The announcement came as a surprise as the US government is not known to be under a specific threat in South Africa. The closure also affects the consulate general in Johannesburg.

US citizens living in South Africa had not received a message from the embassy informing them of a threat against US citizens.

The US embassy spokeswoman and South African foreign affairs spokeswoman could not be reached for comment. A spokesman for the South African Police Service (SAPS), which was briefing parliament Tuesday morning on the country’s latest crime statistics, said the SAPS would issue a statement on the matter later.

A South African embassy employee in Pretoria said he was contacted by the embassy Monday around 6 p.m. and told “everything was closing down due to a security threat” but given no further details.

The employee, who asked not to be named but who said he has worked at the embassy for over a decade, said the news came as a surprise and that he was awaiting a call to tell him when to return to work.
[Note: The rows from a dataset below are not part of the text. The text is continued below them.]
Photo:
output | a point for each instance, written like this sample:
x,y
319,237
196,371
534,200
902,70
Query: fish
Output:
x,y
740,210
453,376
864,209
It was unclear whether the threat was of terrorism in nature.

Security analysts have raised concerns in recent years that southern African countries, with their relatively porous borders, could become a transit point for Muslim extremists.

One of four men convicted of helping carry out the terrorist attacks on the US embassies in Kenya and Tanzania in 1998 that killed 224 people was arrested in South Africa.

Khalfan Khamis Mohamed, a Tanzanian national, was arrested in Cape Town in 1999 and extradited to the US, where he was sentenced to life in prison.

The threat follows concerns in some Western countries over lax security in the provision of identity documents in South Africa, where fake passports and ID books are widely available.

The British government in March imposed new visa requirements for South Africans travelling to the country because of concerns over corruption in the Home Affairs department.

The South African government has vowed to root out corruption.